The representative added: "This girl group began with looking at the pretty singers from other management companies, and wondering what color they would take if they performed YG's music. The previous color for YG emphasized talent, but good looks are now included as well. It will be a group that has not existed in the pop music market previously. This group already garnered attention because it would include Kim Eun-Bi, from Mnet's Superstar K 2. Right now it has seven members, although it could add one or two more. They are planning to debut by early next year."
The purpose of this news article appears to be rather clear, considering the timing and the content. The article ran two days before YG's initial public offering with KOSDAQ. It is common-sensical to view this as an information leaked in order to create a buzz right before the IPO. Regardless of the type of business, releasing information about a promising new product right before an IPO is not even a strategy -- it is just common sense.
YG Announces Plans to Benchmark Other Management Companies
But actually, the article was rather shocking, not in the least to the fans of YG, because the girl group described in the article is contrary to YG's original image as a label in every conceivable way. It was akin to YG attempting to imitate SM Entertainment, DSP Media or Core Contents Media. To a certain extent, it could be seen as a betrayal of YG's original direction. The article blatantly states: "This new girl group is the first group where YG can confidently say that we took the looks into account," and plastic surgery was unnecessary because of their excellent looks. By adding the extra bit about how they were "looking at the pretty singers from other management companies," YG reveals that it is benchmarking other management companies.
And some choice quotes from the continuation of the article:
[...]a successful IPO of an entertainment management company is much more than how much domestic market share it has.
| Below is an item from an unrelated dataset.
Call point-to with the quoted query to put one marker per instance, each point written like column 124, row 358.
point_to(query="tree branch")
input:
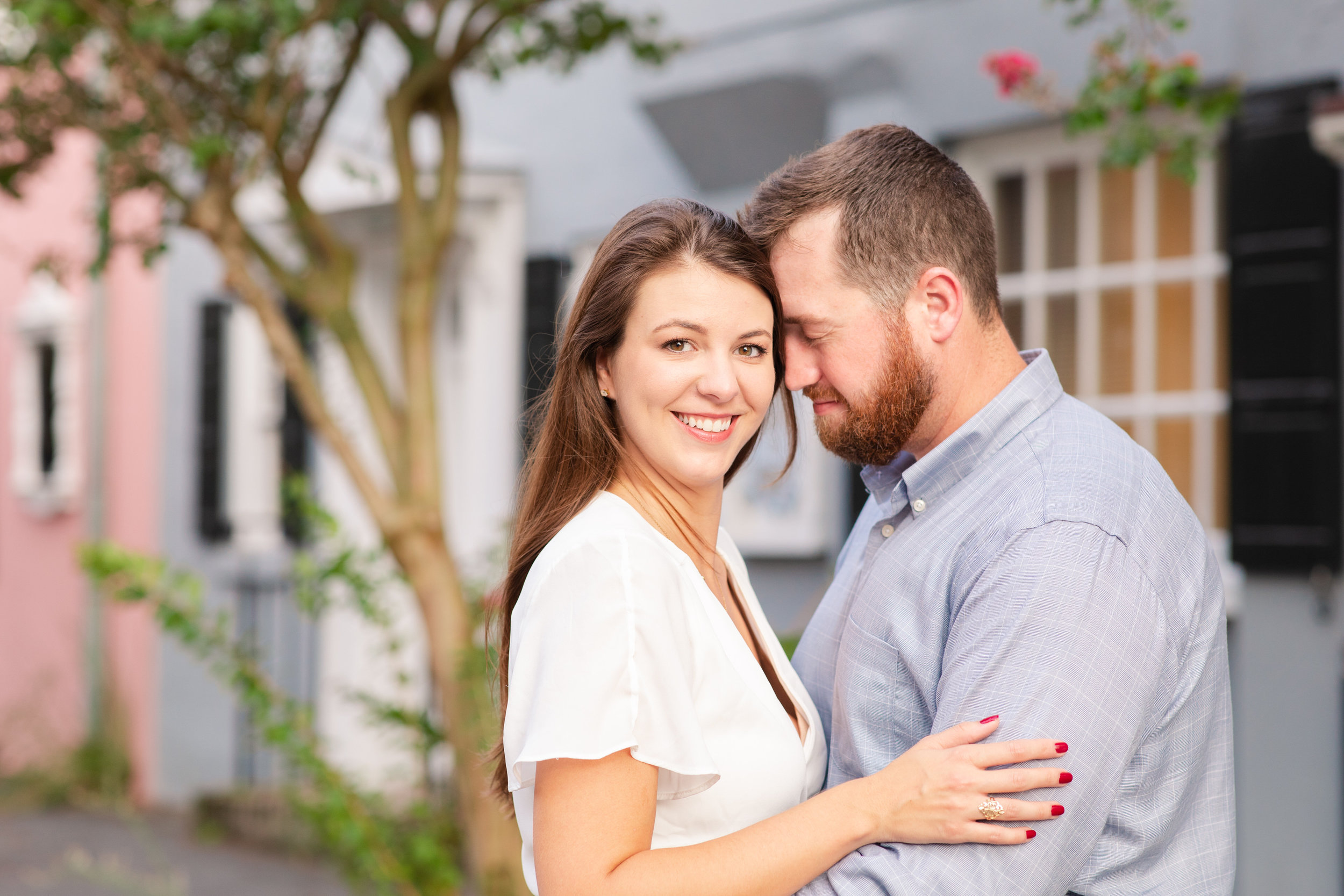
column 214, row 216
The world's second-largest [entertainment] market, i.e. Japan, is 30 to 40 times larger than Korean market.
In Japan, YG is less successful than SM with Dongbangshinki and Girls' Generation and DSP with KARA.
Given these [sales] numbers, the prevailing analysis is that 2NE1 is not headed toward a greater commercial success [in Japan] than Big Bang.
As most analysts still believe that 2NE1 is better suited for the American market than Girls' Generation[...]
Currently, through 2NE1, YG is moving away from the hip-hop/R&B image of the label. "Ugly" by 2NE1 is deep into rock and electronica. It is a good strategy to keep fresh the existing groups with slightly different musical colors[...]
We already knew this to be the case, but isn't it fun to see music you like exposed at such a level as simply the result of background dealings by a profit-oriented company?